Foto: Alex Kotliarskyi via Unsplash

“Kijk, ik vind dat deeltijdwerken ook onzin. Een week heeft 168 uur. Voltijd is, afhankelijk van de sector, 36 tot 40 uur. Ha, ondernemers en artsen maken makkelijk het dubbele! Maar nu richten we al onze morele pijlen, en inmiddels ook een voltijdbonus, op de mensen die de euvele moed hebben ervoor te kiezen 20 of 24 uur per week te werken? Waarom niet meteen doorpakken? Zo’n vrije zaterdag, die is toch volkomen uit de tijd? Vroeger had je de zaterdag nodig om te winkelen, en om te sporten als je geloof je verbood dat op zondag te doen. Maar geloven doet bijna niemand meer en winkelen kun je tegenwoordig altijd en overal. Een extra werkdag zou het arbeidsaanbod met twintig procent uitbreiden, ruim voldoende om alle 500.000 openstaande vacatures te vervullen. Weg met de personeelstekorten in de zorg, de bouw, het onderwijs. Het nationaal product zou in één klap met vijftig miljard euro groeien! Waar wachten we nog op?”

Er is veel mis met bovenstaand pleidooi, maar het allerbelangrijkste is: voor de meerderheid van de werkenden is er nauwelijks een meetbare relatie tussen het aantal gewerkte uren en de geleverde output. Sterker nog: van de meeste werkenden weten we helemaal niet hoeveel ze produceren. Wat is de productie van een politieagent, een verpleegkundige of een beleidsmedewerker? In het bedrijfsleven, zeker in de dienstensector, is bijna alle productie teamwerk. De waarde van een individuele bijdrage aan een advertentiecampagne, een computerprogramma of het kwartaalresultaat van een bank is lastig te bepalen; dat is ook een van de redenen dat prestatiebeloning meestal niet werkt.
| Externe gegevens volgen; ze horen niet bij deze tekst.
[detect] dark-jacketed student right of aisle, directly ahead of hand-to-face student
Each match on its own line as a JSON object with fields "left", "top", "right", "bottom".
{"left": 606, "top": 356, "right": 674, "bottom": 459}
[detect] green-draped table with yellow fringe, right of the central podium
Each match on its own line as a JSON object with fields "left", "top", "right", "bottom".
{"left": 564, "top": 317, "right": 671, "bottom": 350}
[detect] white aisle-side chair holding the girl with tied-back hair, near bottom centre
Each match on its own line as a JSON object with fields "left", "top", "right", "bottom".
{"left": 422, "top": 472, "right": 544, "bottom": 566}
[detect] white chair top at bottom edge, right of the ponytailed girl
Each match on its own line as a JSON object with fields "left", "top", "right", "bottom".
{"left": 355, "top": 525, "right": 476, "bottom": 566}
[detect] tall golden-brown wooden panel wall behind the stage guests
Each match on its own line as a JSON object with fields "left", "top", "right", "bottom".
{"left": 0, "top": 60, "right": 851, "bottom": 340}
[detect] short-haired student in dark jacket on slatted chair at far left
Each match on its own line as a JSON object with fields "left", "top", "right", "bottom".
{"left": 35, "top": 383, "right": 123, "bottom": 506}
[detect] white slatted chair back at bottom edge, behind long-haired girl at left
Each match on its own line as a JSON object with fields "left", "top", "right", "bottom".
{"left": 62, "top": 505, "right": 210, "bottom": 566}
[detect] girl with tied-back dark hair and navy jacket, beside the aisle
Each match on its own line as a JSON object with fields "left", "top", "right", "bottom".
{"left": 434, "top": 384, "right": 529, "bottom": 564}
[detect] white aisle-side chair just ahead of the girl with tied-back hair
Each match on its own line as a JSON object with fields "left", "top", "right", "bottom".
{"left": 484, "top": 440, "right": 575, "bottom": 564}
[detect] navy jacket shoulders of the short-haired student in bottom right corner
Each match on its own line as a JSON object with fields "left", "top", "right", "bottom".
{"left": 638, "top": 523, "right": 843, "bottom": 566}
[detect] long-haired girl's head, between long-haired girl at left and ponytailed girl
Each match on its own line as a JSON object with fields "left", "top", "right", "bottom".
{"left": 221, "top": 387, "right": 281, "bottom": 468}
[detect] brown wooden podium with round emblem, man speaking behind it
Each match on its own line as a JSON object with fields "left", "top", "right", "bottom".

Okay, zult u zeggen, maar zelfs als we niet weten wat iemand produceert, dan blijft toch overeind dat hij in meer uren meer kan produceren? Dat is nog maar de vraag. Burn out is de belangrijkste beroepsziekte van het moment. Vijftien tot twintig procent van de werknemers kampt met stressgerelateerde klachten op het werk. Het bijbehorende ziekteverzuim kost de werkgevers ruim drie miljard euro per jaar. Mensen meer uren laten werken zonder iets te veranderen aan de manier waarop we werken, dat is een recept voor ellende.
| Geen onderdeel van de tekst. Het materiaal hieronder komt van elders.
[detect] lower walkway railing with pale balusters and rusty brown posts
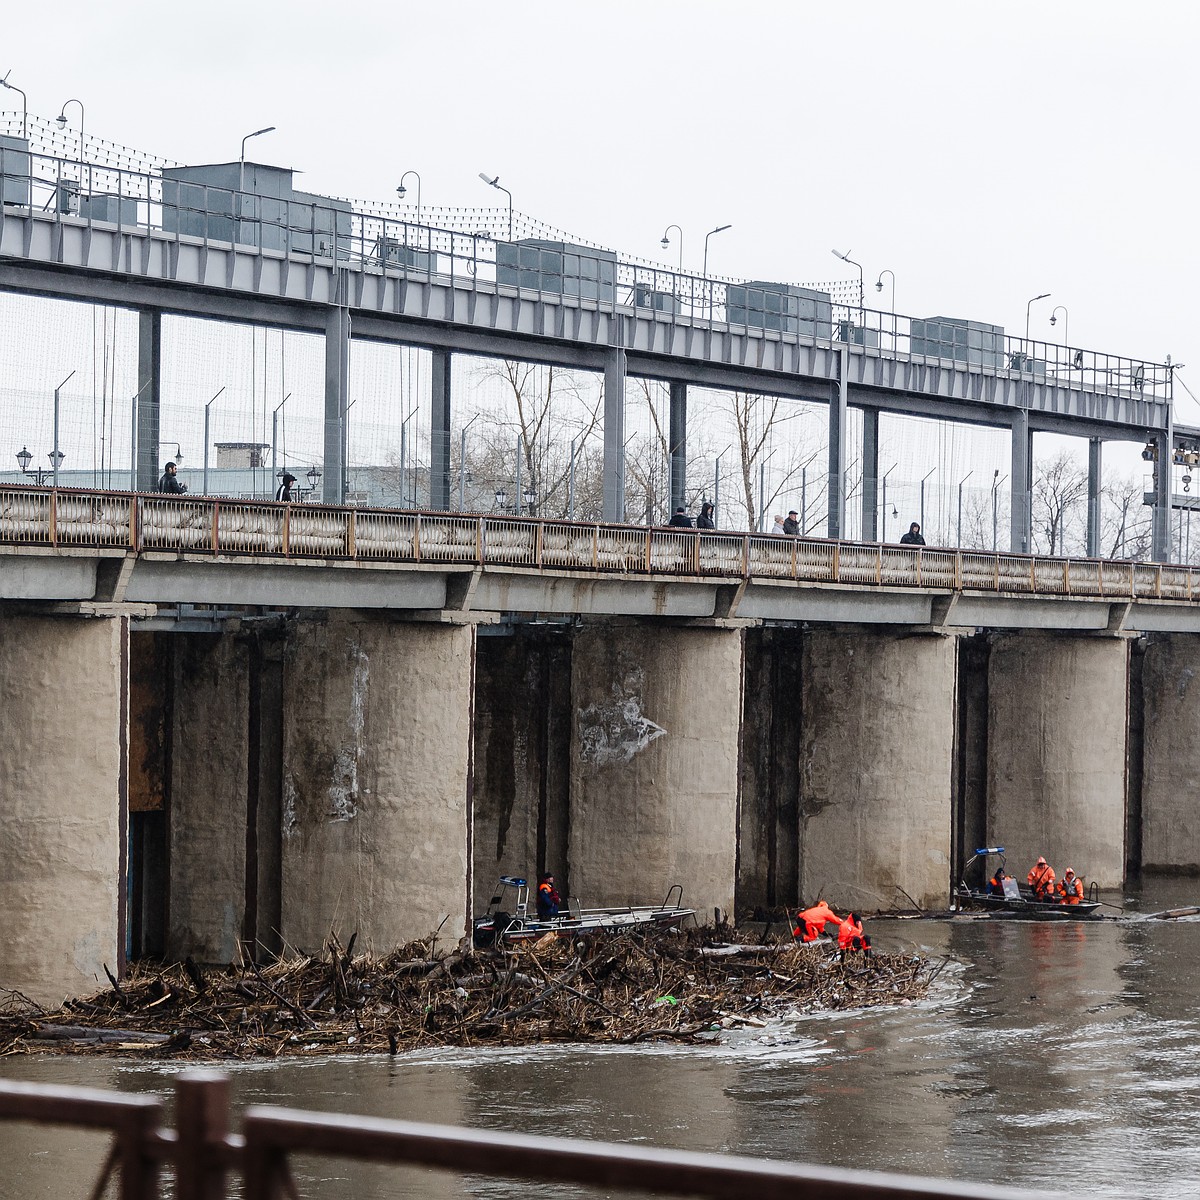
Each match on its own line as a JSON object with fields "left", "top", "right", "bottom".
{"left": 0, "top": 486, "right": 1200, "bottom": 601}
Helaas weten we nog niet zo heel veel over wat moderne kenniswerkers dan wél productiever maakt. Daarom blijven we sturen op wat we kunnen meten, als de dronkenlap die zijn fietssleuteltje onder de lantaarnpaal zoekt – niet omdat hij het daar verloren is, maar omdat het daar licht is. Meer uren zullen we maken! Voltijd werken, later met pensioen en, oh ja, na de middelbare school eerst maar eens een jaartje maatschappelijke dienstplicht, in plaats van backpacken door Azië.

De roep om meer arbeidsaanbod leidt, zoals altijd, af van waar het eigenlijk over zou moeten gaan: hoe krijgen we meer voor elkaar met minder inspanning? Daar is ruimte genoeg voor, vooral bij kenniswerkers. “Ons werk is stuk”, stelt Martijn Aslander in zijn nieuwste boek. “We noemen ons kenniswerkers, maar we doen maar wat.” Dat klopt. ICT, dat toch echt staat voor informatie- en communicatietechnologie, heeft er niet toe geleid dat we minder tijd kwijt zijn met vergaderen, overleggen, afstemmen en anderszins elkaar informeren. Integendeel. Zullen we daar eens beginnen? En wedden dat dat ook flink wat burn outs scheelt? Volgens mij hoeft dan niemand zijn vrije dagen op te geven.

Dit stuk verscheen eerder in NoordZ, de maandelijkse ondernemersbijlage bij het Dagblad van het Noorden en de Leeuwarder Courant.